But the Oregon Department of Land Conservation and Development isn’t most people. Staffers there have done the math and come up with a simple formula: More public employees equals lower emissions.
Really.
This proposal was one of several discussed Feb. 2 by the (eye-glaze alert) Rulemaking Advisory Committee on Metropolitan Transportation Planning. The committee was created by the state Land Conservation and Development Commission to review planning rules designed to cut greenhouse gas emissions, increase transportation choices and reduce reliance on the automobile.
The committee eventually will ask the LCDC to consider a set of rules to guide urban planners across the state. While it hasn’t settled on a final version yet, it has been weighing in on a set of draft rules compiled by DLCD staff. The result will update existing rules to reduce car trips and, in doing so, cut greenhouse gas emissions.
Among other things, the draft rules would require certain cities to establish performance measures by which the state could measure anti-car progress. Cities and counties would choose performance measures that work for them, according to Bill Holstrom, a planning-services coordinator with DLCD. A set of recommended performance measures considered Feb. 2 includes those designed to boost bike lanes, sidewalks, the number of households within walking distance of transit corridors and, yes, public employees.
A city could, if it chose, demonstrate its progress toward low-car nirvana by hiring a minimum per-capita number of “transportation options” staffers. The sample ratio presented Feb. 2 is two staffers for every 55,536 residents.
Bend City Councilor Bill Moseley, who sits on the committee, sensibly called the per-capita staffing measure “odd,” according to notes from the meeting. He asked how one could correlate public employee staffing levels to reductions in greenhouse gases or reliance upon the automobile.
DLCD staffers pointed out that the measure comes from the state’s 2015 Transportation Options Plan, according to which “tracking the number of staff per capita is a useful measure given the importance of transportation-options staff to conduct outreach, deliver information, and manage programs.” The plan defines a transportation-options staff person as someone “who promotes the use of transportation options and provides transportation options information and education to the community.”

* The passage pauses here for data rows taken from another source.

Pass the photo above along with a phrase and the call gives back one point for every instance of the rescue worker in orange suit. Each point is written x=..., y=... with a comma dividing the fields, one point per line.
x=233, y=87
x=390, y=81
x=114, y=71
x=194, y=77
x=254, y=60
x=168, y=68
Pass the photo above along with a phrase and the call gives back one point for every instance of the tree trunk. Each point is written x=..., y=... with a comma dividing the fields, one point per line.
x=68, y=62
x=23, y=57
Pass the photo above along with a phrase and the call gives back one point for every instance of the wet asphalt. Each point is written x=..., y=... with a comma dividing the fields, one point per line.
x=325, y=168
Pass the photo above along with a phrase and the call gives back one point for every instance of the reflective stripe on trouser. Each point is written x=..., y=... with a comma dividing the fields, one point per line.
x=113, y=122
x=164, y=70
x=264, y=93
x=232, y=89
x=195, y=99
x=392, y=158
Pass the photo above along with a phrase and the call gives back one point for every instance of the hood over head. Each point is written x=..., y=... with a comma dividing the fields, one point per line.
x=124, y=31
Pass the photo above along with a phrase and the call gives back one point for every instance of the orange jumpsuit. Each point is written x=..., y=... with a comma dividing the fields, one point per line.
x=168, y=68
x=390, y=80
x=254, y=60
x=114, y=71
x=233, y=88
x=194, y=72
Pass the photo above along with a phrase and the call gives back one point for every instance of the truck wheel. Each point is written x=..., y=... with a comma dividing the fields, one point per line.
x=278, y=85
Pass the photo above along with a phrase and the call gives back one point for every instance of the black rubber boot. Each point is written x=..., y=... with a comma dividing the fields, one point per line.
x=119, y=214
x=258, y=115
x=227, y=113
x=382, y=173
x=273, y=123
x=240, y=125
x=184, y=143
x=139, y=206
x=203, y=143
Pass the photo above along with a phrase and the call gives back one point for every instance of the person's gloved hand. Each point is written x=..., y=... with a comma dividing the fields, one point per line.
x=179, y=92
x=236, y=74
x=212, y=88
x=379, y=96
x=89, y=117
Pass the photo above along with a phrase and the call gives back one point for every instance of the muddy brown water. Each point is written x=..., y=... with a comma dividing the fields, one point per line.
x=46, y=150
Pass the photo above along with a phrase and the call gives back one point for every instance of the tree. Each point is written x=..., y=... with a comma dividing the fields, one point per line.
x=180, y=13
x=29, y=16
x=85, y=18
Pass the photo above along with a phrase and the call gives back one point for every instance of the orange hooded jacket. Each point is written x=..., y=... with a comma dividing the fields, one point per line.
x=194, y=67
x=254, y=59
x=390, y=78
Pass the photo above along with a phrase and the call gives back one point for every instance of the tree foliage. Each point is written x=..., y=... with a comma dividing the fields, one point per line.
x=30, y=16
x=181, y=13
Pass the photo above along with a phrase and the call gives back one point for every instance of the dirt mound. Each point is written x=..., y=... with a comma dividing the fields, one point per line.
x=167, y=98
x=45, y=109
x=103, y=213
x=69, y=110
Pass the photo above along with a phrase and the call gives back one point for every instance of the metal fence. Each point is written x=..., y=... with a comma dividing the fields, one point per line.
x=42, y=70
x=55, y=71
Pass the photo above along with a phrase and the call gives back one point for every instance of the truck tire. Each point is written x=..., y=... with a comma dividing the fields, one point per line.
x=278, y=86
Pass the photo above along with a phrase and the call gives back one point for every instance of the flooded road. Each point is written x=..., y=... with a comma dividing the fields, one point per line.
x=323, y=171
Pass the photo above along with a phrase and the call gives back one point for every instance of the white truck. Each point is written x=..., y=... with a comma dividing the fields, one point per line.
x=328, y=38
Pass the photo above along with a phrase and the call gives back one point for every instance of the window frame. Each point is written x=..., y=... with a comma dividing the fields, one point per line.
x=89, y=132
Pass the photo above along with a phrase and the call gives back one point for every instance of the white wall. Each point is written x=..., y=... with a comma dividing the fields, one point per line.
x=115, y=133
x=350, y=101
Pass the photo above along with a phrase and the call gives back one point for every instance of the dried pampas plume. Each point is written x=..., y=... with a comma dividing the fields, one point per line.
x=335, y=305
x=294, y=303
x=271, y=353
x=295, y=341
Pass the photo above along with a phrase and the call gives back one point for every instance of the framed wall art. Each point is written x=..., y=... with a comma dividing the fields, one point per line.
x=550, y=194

In other words, a PR person.
None of this answers the basic question, which is how hiring PR professionals at public expense would lead in any measurable way to a reduction in vehicle trips and greenhouse gas emissions. On the other hand, it does show that state officials are committed to fighting automobile use and that they’re determined to do something to that end even if it isn’t very useful. Which is perhaps the point.
It’s only a matter of time, we suppose, before somebody in Salem suggests that the state demonstrate its commitment to solving its public pension crisis by hiring a bunch of PR experts with PERS benefits to talk about it.